THE EMPLOYMENT PROBLEM
Of course, debt is only one side of the problem. Lack of good employment is the other. As an Economic Policy Institute (EPI) report explains:
The Great Recession that began in December 2007 was so long and severe, and the government response so inadequate, that the crater it left in the labor market continues to be devastating for workers of all ages…. The weak labor market has been, and continues to be, very tough on young workers: At 16.2%, the March 2013 unemployment rate of workers under age 25 was slightly over twice as high as the national average. Though the labor market is now headed in the right direction, it is improving very slowly, and the prospects for young high school and college graduates remain dim.
The figure below, taken from the EPI report, highlights just how bad the labor market is for recent college graduates. It shows that the underemployment rate for college graduates that are 21- to 24-years-old and not pursuing additional education is still over 18 percent.

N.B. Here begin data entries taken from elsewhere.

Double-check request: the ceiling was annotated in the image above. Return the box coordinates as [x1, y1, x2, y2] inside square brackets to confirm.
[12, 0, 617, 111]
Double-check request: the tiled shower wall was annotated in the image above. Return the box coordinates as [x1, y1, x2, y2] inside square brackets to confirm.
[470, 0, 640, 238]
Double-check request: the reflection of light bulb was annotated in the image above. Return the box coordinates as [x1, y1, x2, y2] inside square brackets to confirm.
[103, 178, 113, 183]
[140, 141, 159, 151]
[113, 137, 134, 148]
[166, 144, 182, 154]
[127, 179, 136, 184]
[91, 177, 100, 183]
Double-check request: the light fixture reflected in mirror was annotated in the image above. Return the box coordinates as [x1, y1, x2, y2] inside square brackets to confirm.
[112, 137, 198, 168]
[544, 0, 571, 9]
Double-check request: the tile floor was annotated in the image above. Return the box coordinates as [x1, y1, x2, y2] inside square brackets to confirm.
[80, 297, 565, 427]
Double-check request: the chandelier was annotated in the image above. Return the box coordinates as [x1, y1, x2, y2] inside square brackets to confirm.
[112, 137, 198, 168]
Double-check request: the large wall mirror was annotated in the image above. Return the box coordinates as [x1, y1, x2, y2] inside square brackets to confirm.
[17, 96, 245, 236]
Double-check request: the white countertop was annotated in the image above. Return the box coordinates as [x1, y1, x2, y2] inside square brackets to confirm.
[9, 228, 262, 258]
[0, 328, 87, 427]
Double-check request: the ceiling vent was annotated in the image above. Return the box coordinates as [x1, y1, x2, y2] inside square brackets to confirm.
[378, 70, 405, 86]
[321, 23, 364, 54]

The underemployment measure used includes those officially listed as unemployed as well as those “that either have a job but cannot attain the hours they need, or want a job but have given up looking for work.” This measure does not “include ‘skills/education-based’ underemployment (e.g., the young college graduate working as a barista).” The report cites one study that estimates that in 2000, 40 percent of employed college graduates under the age of 25 worked at jobs that did not require a college degree. That rose to 47 percent in 2007 and 53 percent in 2012.
The table above, also from the EPI report, gives some sense of the wage pressure that young college graduates face. It shows that their real hourly wages have significantly declined since 2000.
THE ECONOMIC CONSEQUENCES
If you think rising debt and poor employment opportunities cannot end well for graduates and the economy, you are right. A post from the Naked Capitalism blog makes that clear:
Now that student loans are undeniably in bubble territory, the officialdom is starting to wake up and take notice. Evidence that students were taking on so much debt as a group that it was undermining their ability to be Good American Consumers wasn’t enough…. Student debt is senior to all other consumer debt; unlike, say, credit card balances, Social Security payments can be garnished to pay delinquencies. As a result, it has contributed to the fall in the home ownership rate, since many young people who want to buy a house can’t because their level of student debt prevents them from getting a mortgage.

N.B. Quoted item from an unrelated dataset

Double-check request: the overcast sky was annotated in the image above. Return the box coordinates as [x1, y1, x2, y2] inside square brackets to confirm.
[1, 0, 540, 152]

Student loan delinquencies are getting into nosebleed territory. The Wall Street Journal, citing New York Fed data, tells us that student debt outstanding increased 4.6% in the last quarter [third quarter 2012]. Repeat: in the last quarter. Annualized, that’s a 19.7% rate of increase during a period when other consumer borrowings were on the decline. And this growth is taking place while borrower distress is becoming acute. 11% of the loans were 90+ days delinquent, up from 8.9% at the close of last quarter. The underlying credit picture is certain to be worse, since many borrowers aren’t even required to service loans (as in they are still in school or have gotten a postponement, which is available to the unemployed for a short period). And it was the only type of consumer debt to show rising delinquency rates.
This is the new subprime: escalating borrowing taking place as loan quality is lousy and getting worse.
The following chart, from the Wall Street Journal, illustrates the trends noted above. Note the sharp red spike after 2010:
If the situation wasn’t serious enough, because of a lack of Congressional action, the interest rate on new, subsidized Stafford loans—the loans that the federal government gives to college and university students with financial need—doubled on July 1, from 3.4 percent to 6.8 percent. These loans account for more than a quarter of all new federal student loans.
It sure seems like we need to stop stressing individualistic solutions to our economic problems and start talking about making broader structural changes to our economic system.